Among the paper’s findings:
- Since the Workers’ Party (PT) won the presidency with Lula da Silva taking office in 2003, poverty has been reduced by over 55 percent, from 35.8 percent of the population to 15.9 percent in 2012. Extreme poverty has been reduced by 65 percent, from 15.2 percent to 5.3 percent over the same time period. Over the last decade, 31.5 million Brazilians were lifted out of poverty and, of that number, over 16 million out of extreme poverty.
- GDP per person grew at a rate of 2.5 percent annually from 2003-2014, more than three times faster than the 0.8 percent annual growth of the prior government (1995-2002). This was in spite of the 2008-09 world financial crisis and recession, which pushed Brazil into recession in 2009; and also including the slowdown of the past few years.
- While inequality remains high, there were large changes in how the gains from economic growth were distributed as compared with the prior decade. For example, the top 10 percent of households received more than half of all income gains from 1993-2002, but this fell to about one-third for 2003-2012.
- Social spending has consistently increased since 2003, rising from 13 percent of GDP to over 16 percent in 2011, the last year for which data is available. Education spending has increased from 4.6 percent of GDP in 2003 to 6.1 percent of GDP in 2011.
- Unemployment has decreased from 13.0 percent in 2003 to an average of 4.9 percent in the first quarter of 2014, a historic low.
The paper finds that these results were achieved due to policy choices, including often counter-cyclical fiscal and monetary policy, a reactivated industrial policy, lowered domestic interest rates and a break with IMF conditionalities following Brazil’s paying off its IMF debt early, in 2005. Economic stimulus helped Brazil rebound strongly from the 2008-2009 global recession. The government has raised the real (inflation-adjusted) minimum wage by 84 percent; this boosted pensions and public sector wages that are tied to it, as well as other wages and salaries.

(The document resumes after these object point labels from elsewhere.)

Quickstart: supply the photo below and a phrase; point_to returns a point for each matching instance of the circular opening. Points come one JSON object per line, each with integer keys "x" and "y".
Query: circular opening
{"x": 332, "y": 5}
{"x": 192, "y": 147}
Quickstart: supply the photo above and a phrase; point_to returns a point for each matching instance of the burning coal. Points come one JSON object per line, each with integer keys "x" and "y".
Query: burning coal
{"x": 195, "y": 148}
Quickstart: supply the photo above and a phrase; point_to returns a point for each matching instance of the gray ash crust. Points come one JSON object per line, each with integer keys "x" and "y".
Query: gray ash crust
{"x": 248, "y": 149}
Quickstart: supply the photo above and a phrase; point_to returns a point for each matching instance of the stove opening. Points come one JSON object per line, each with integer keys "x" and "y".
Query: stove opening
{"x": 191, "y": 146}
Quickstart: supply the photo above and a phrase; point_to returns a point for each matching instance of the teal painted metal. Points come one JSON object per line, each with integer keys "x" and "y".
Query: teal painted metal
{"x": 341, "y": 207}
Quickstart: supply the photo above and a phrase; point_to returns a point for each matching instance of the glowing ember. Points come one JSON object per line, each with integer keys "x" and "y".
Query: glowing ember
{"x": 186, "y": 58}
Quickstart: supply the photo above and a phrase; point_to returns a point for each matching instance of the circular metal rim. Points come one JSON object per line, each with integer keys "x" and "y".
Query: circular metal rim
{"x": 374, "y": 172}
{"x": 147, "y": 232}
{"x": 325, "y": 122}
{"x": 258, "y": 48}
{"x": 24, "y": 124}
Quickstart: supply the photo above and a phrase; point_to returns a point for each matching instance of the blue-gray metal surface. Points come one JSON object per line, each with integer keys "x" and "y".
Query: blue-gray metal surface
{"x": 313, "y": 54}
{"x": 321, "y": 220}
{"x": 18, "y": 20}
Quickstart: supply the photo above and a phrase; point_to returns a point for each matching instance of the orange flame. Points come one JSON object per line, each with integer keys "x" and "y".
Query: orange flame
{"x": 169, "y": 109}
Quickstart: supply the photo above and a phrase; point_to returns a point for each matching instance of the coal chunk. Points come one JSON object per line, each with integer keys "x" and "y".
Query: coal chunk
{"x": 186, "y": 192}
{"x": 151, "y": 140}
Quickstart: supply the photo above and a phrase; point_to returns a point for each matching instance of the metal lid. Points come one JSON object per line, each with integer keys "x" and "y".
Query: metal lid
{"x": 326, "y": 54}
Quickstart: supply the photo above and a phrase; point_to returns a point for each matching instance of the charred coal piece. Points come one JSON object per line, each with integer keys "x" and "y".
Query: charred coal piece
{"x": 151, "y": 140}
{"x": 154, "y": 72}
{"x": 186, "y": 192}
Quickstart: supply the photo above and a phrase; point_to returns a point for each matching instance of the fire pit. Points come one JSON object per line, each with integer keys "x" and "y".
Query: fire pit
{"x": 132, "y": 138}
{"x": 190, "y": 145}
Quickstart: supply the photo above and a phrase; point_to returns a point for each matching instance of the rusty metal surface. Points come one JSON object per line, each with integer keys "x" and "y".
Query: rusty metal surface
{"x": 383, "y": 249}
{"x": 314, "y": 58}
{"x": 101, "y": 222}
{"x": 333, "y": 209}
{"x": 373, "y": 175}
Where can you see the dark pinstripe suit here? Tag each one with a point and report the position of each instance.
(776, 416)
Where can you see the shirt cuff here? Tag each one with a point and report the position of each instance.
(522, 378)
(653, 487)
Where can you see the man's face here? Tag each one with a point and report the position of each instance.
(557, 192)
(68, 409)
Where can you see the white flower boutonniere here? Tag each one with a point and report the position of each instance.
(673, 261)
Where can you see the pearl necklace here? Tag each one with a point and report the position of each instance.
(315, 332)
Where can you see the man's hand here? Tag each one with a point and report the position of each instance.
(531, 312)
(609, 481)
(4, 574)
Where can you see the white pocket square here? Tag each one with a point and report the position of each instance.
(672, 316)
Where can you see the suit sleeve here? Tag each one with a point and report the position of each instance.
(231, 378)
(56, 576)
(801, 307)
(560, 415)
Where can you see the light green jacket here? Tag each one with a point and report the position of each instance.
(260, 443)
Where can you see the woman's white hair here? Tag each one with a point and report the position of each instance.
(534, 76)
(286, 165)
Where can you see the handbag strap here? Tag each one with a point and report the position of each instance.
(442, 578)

Programs such as Bolsa Familia (BF) helped bring down poverty; since 2003, expenditures on the program in real (inflation-adjusted) Reais increased from 4.8 billion to 20.7 billion (0.2 percent of GDP to 0.5 percent of GDP). From 2003 to 2012 the number of individuals covered by Bolsa Familia increased from 16.2 million to 57.8 million. As a percent of the population, coverage increased from below 9 percent in 2003 to nearly 29 percent in 2012.
The PT government has aided the country’s industrial sector in part through the national development bank BNDES. Disbursements from BNDES have increased from 2.2 percent of GDP in 2005 to nearly 4 percent in 2013, with priority sectors for Brazil’s industrial policy receiving about 80 percent of BNDES disbursements between 2006 and 2012.
In the last few years the economy has slowed, although unemployment has continued to decline, and average wages have risen. The paper faults overly-tight and sometimes pro-cyclical macroeconomic policies, including monetary and fiscal policy, since 2011, for the economic slowdown; as well as the slowdown in world economic and trade growth.